Erosion presents a poetic conversation between artist Noriko Nakamura and the material central to her work - limestone. Noriko’s stone carving sculptures and installations are influenced by Japanese beliefs and traditions in animism and ritualistic practices, whereby the boundary between the physical and spiritual is not absolute, but rather, can be transgressed to create new forces within an object.
Working in close collaboration with filmmaker Asuka Sylvie, this exhibition merges many of the concerns active in Noriko’s work to date. Two mirrored video projections display a continuum of both natural and mechanical transformations of limestone. The remnants of an active quarry, chiselled rock faces, piles of detritus and stacks of stones created by mechanical forces are reflected against waves scouring and breaking down ocean rocks, intertwined with images of sinkholes located in Ereng Balam (Mount Gambier).
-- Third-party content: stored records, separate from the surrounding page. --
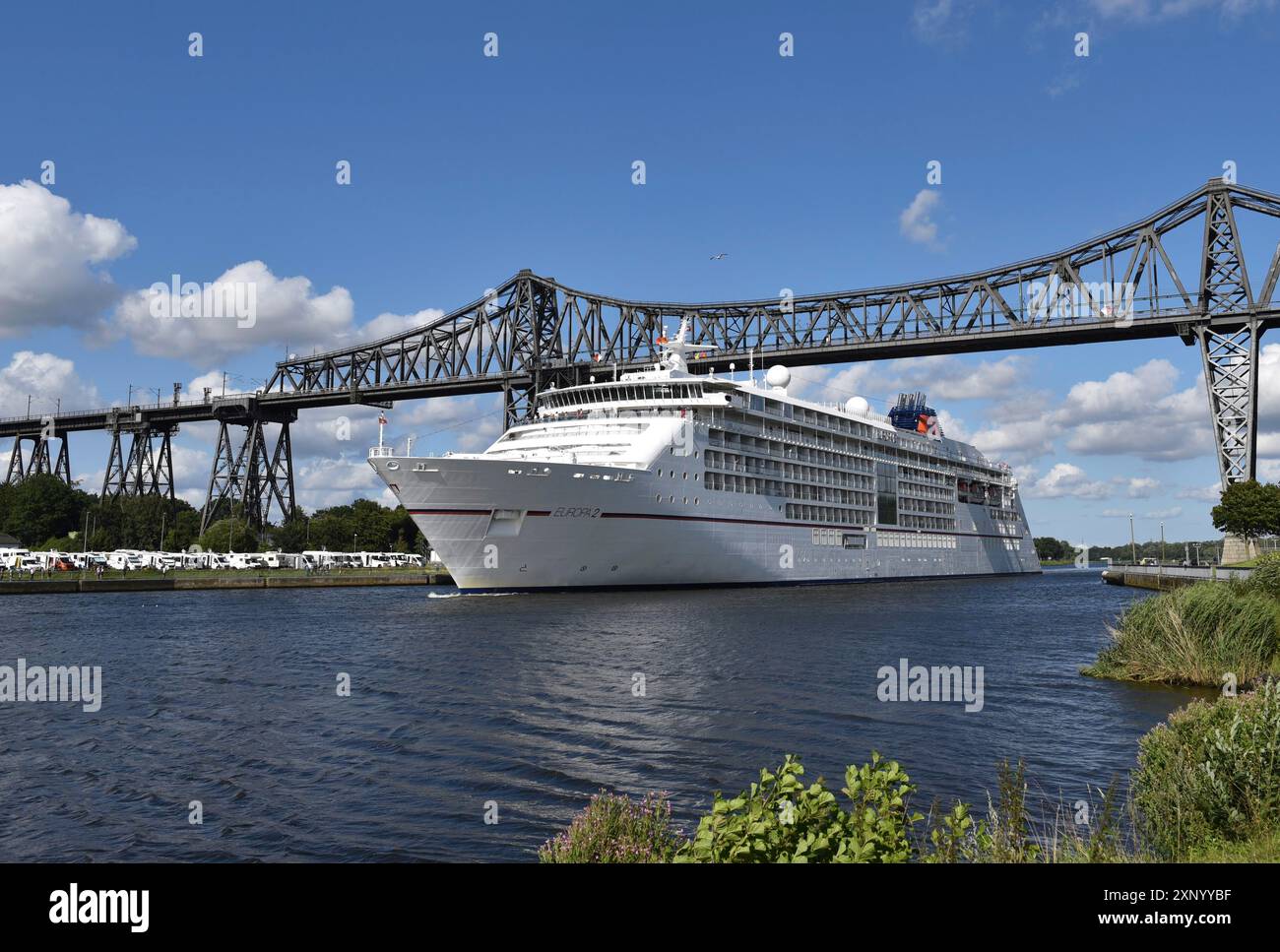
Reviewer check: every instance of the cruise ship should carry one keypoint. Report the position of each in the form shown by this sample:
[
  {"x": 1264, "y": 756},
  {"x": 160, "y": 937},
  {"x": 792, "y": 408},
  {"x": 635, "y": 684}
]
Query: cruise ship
[{"x": 664, "y": 477}]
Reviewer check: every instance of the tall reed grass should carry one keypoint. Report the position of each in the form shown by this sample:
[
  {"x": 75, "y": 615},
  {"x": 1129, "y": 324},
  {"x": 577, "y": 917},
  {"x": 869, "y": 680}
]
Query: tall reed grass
[{"x": 1197, "y": 635}]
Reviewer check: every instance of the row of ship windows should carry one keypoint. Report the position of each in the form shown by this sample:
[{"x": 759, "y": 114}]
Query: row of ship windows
[
  {"x": 873, "y": 439},
  {"x": 840, "y": 445},
  {"x": 920, "y": 540}
]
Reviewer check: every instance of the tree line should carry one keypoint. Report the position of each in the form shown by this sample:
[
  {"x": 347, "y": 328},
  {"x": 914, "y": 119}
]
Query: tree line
[{"x": 42, "y": 512}]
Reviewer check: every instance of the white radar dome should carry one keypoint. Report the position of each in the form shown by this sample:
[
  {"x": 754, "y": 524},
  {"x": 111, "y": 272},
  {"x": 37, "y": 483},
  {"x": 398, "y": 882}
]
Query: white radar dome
[{"x": 779, "y": 376}]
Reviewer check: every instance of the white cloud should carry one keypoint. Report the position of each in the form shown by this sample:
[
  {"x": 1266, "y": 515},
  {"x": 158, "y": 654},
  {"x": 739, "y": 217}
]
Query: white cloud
[
  {"x": 1140, "y": 486},
  {"x": 391, "y": 324},
  {"x": 49, "y": 257},
  {"x": 288, "y": 312},
  {"x": 1137, "y": 413},
  {"x": 1146, "y": 11},
  {"x": 938, "y": 21},
  {"x": 916, "y": 222},
  {"x": 46, "y": 378},
  {"x": 1067, "y": 480},
  {"x": 1016, "y": 442},
  {"x": 1204, "y": 494},
  {"x": 324, "y": 482}
]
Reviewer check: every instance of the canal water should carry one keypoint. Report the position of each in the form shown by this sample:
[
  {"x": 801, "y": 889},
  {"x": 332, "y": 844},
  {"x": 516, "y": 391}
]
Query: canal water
[{"x": 520, "y": 707}]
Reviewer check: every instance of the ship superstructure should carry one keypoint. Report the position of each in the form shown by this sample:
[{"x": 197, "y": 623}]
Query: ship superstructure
[{"x": 664, "y": 477}]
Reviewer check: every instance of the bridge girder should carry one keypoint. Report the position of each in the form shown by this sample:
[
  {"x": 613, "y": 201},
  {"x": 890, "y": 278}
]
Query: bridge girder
[
  {"x": 145, "y": 470},
  {"x": 38, "y": 462},
  {"x": 247, "y": 474}
]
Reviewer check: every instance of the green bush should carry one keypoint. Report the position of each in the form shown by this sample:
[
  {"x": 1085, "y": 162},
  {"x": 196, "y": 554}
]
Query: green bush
[
  {"x": 613, "y": 828},
  {"x": 781, "y": 820},
  {"x": 1211, "y": 774},
  {"x": 1265, "y": 577},
  {"x": 1194, "y": 635}
]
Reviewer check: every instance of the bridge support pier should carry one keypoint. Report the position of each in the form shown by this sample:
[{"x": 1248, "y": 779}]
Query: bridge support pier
[
  {"x": 1232, "y": 379},
  {"x": 144, "y": 471},
  {"x": 247, "y": 474},
  {"x": 38, "y": 462}
]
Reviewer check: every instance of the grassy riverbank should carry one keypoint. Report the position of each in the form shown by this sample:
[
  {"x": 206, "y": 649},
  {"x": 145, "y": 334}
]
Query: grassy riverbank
[
  {"x": 1206, "y": 790},
  {"x": 72, "y": 583},
  {"x": 1206, "y": 634}
]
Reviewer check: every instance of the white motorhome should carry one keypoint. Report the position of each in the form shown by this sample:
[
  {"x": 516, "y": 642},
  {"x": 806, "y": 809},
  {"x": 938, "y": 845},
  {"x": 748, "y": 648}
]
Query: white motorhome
[{"x": 282, "y": 559}]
These videos act as a language for Noriko’s sculptural and installation work. She pulls details of physical forces from each landscape - natural drivers as well as mechanical destruction and rebuilding - to imbue a new reading of her process and map the various threads of place, material and spirit within her work. The fluid camera movement adopted by Asuka presents an abstract narrative that seeks to show how materials change and transgress boundaries that have been established by systems of categorisation - mechanical, natural, human-made, organic.
Three large boulders, placed in their natural state, form an anchor in the center of the exhibition space, creating a path between documented environment and literal, physical form. The staging of the work in throughout Erosion reflects Noriko’s exploration of how the manipulation of materials can instil significance upon an object; how it can change or challenge its substance and inform a physical presence, or reflect a new life-force through art. The videos translate each physical interaction into an echo of the natural and mechanical interactions between material and environment. Within the gallery space the viewer bears witness to the act of erosion through the negotiation between artist and her material.